Muslim immigrant men have been accused of six "honor killings" in the United States in the past two years, prompting concerns that the Muslim community and police need to do more to stop such crimes.

"There is broad support and acceptance of this idea in Islam, and we're going to see it more and more in the United States," says Robert Spencer, who has trained FBI and military authorities on Islam and founded Jihad Watch, which monitors radical Islam.

Honor killings are generally defined as murders of women by relatives who claim the victim brought shame to the family. Thousands of such killings have occurred in Muslim countries such as Egypt, Jordan, Pakistan and Palestinian territories, according to the World Health Organization.

Some clerics and even lawmakers in these countries have said families have the right to commit honor killings as a way of maintaining values, according to an analysis by Yotam Feldner in the journal Middle East Quarterly.

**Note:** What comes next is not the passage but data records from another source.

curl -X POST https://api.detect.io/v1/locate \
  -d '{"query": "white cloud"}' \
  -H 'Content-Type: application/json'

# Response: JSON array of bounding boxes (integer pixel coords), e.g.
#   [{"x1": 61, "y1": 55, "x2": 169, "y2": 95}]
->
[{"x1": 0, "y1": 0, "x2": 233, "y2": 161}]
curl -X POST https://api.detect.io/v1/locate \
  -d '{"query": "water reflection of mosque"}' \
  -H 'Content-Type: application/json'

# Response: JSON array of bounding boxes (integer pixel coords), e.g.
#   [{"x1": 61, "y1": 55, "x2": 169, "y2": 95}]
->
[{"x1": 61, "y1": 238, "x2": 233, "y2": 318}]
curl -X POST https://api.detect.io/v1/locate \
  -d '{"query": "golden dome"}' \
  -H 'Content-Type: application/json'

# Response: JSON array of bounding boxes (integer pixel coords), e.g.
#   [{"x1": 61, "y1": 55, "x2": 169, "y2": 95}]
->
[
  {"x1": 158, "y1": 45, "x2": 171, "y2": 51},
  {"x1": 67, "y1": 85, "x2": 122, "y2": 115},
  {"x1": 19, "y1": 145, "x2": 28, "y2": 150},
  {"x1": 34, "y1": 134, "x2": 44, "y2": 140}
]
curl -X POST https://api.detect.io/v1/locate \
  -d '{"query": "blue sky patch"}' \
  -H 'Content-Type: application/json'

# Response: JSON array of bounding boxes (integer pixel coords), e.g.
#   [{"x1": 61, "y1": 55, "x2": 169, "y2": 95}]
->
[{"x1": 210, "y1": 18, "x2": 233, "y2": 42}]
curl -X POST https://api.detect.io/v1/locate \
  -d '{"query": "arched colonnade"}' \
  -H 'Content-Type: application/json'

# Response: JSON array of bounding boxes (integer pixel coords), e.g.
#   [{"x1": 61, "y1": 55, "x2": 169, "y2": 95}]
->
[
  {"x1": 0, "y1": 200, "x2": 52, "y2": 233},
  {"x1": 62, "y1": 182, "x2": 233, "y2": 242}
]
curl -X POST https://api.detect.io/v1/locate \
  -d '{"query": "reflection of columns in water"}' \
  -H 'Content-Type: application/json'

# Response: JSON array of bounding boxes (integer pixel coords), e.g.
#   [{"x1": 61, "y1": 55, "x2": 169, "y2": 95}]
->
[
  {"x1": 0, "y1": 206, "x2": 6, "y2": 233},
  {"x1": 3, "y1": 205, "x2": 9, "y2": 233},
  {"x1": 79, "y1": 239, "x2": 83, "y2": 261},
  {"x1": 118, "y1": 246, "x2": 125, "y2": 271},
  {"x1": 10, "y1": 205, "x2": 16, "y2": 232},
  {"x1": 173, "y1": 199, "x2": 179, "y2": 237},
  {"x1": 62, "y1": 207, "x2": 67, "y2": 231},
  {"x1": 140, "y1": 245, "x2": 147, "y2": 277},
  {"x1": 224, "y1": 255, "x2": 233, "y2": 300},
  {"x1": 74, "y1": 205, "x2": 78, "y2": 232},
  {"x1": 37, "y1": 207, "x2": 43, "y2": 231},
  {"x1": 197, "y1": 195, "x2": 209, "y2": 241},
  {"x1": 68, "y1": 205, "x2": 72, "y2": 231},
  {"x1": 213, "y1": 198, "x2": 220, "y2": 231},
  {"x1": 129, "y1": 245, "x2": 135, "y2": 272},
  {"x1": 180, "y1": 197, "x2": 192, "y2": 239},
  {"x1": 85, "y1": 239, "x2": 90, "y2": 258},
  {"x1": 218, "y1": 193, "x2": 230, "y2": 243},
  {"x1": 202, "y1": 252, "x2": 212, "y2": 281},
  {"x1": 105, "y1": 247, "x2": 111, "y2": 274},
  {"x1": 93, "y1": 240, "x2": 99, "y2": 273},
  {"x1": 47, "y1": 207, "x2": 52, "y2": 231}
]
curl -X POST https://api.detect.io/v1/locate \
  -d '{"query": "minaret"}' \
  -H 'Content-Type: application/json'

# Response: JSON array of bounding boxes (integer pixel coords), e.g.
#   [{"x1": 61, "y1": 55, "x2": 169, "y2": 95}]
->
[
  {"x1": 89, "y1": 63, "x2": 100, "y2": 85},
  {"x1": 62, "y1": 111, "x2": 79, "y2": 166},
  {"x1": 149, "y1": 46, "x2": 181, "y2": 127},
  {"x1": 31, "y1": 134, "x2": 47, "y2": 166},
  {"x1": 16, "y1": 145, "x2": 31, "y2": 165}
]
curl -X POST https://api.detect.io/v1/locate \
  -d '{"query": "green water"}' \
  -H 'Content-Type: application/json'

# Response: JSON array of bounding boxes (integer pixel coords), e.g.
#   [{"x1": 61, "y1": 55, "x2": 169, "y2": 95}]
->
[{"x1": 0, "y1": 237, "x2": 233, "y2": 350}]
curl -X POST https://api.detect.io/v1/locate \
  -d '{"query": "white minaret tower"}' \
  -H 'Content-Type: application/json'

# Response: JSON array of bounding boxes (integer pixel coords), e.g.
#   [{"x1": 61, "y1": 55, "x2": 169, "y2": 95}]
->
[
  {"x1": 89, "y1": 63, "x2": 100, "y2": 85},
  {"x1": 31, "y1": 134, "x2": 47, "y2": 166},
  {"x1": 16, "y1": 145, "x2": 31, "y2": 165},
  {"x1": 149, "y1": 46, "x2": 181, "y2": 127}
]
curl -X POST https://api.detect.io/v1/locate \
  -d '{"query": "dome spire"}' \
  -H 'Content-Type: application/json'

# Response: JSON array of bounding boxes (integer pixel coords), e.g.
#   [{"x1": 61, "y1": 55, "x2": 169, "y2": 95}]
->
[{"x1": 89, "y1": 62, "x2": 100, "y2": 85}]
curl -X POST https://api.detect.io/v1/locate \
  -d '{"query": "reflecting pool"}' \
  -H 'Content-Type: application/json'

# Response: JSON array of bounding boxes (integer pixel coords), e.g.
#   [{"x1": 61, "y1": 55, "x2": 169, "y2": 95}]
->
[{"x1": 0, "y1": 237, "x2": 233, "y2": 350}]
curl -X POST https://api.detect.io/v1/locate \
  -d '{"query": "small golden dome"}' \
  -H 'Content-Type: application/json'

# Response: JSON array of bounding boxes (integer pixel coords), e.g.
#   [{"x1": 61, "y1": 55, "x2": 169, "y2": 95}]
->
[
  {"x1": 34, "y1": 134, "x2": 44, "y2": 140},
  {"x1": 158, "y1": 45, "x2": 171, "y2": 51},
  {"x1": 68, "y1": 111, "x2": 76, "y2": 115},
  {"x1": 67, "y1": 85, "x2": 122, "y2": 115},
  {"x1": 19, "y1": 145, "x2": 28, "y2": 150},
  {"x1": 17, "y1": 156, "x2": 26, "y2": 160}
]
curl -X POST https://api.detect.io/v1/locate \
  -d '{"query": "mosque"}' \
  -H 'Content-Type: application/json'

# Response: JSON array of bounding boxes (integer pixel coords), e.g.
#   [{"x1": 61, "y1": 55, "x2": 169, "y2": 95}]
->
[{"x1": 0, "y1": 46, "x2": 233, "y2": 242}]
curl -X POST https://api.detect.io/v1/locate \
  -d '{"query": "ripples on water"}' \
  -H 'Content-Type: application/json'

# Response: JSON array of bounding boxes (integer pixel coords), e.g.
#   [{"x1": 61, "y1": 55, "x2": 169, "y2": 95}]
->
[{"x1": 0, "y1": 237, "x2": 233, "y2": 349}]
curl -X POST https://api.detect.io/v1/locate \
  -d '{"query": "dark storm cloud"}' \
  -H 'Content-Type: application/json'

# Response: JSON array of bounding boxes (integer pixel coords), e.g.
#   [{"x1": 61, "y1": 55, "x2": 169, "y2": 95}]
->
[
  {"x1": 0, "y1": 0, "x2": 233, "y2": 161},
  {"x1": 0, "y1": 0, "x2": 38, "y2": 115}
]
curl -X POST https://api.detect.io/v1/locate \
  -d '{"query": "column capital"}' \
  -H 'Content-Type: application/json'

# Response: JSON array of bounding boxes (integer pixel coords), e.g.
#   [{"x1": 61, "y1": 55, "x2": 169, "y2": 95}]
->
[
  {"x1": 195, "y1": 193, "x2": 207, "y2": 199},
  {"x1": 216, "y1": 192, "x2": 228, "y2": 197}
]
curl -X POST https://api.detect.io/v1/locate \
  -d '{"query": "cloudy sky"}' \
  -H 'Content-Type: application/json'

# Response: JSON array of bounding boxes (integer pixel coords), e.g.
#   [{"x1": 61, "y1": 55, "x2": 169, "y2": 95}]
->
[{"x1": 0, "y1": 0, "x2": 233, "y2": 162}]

In the USA, police allege the latest "honor killing" was that of Noor Almaleki, 20, who died Nov. 2 after she and her boyfriend's mother were run over in a Peoria, Ariz., parking lot. Prosecutors charged Almaleki's father, Faleh Almaleki, with murder, saying the Iraqi immigrant was upset that his daughter rejected a husband she married in Iraq and moved in with an American.

"By his own admission, this was an intentional act, and the reason was that his daughter had brought shame on him and his family," says Maricopa County prosecutor Stephanie Low, according to The Arizona Republic.

Many Muslim leaders in the USA say that Islam does not promote honor killings and that the practice stems from sexism and tribal behavior that predates the religion.

"You're always going to get problems with chauvinism and suppressing vulnerable populations and gender discrimination," says Salam Al-Marayati, executive director of the Muslim Public Affairs Council.

Not all agree. Zuhdi Jasser says some Muslim communities have failed to spell out how Islam deals with issues that can lead to violence.

"How should young adult women be treated who want to assimilate more than their parents want them to assimilate?" asks Jasser, founder of the American Islamic Forum for Democracy, which advocates a separation of mosque and state. "How does an imam treat a woman who comes in and says she wants a divorce ... or how to deal with your daughter that got pregnant, and she's in high school?"

Phyllis Chesler, who wrote about honor killings in her book Woman's Inhumanity to Woman, says police need to focus on the crimes' co-conspirators if they wish to reverse the trend. Before 2008, there were six honor killings in the USA in the previous 18 years, according to her research.

"It's usually the father, brother or first male cousin who is charged with the actual shooting or stabbing, (but not) the mother who lures the girl home," Chesler says. "The religion has failed to address this as a problem and failed to seriously work to abolish it as un-Islamic."

Jasser says his community needs to address how to treat young women who want to assimilate. "Until we have women's liberation ... we're going to see these things increase."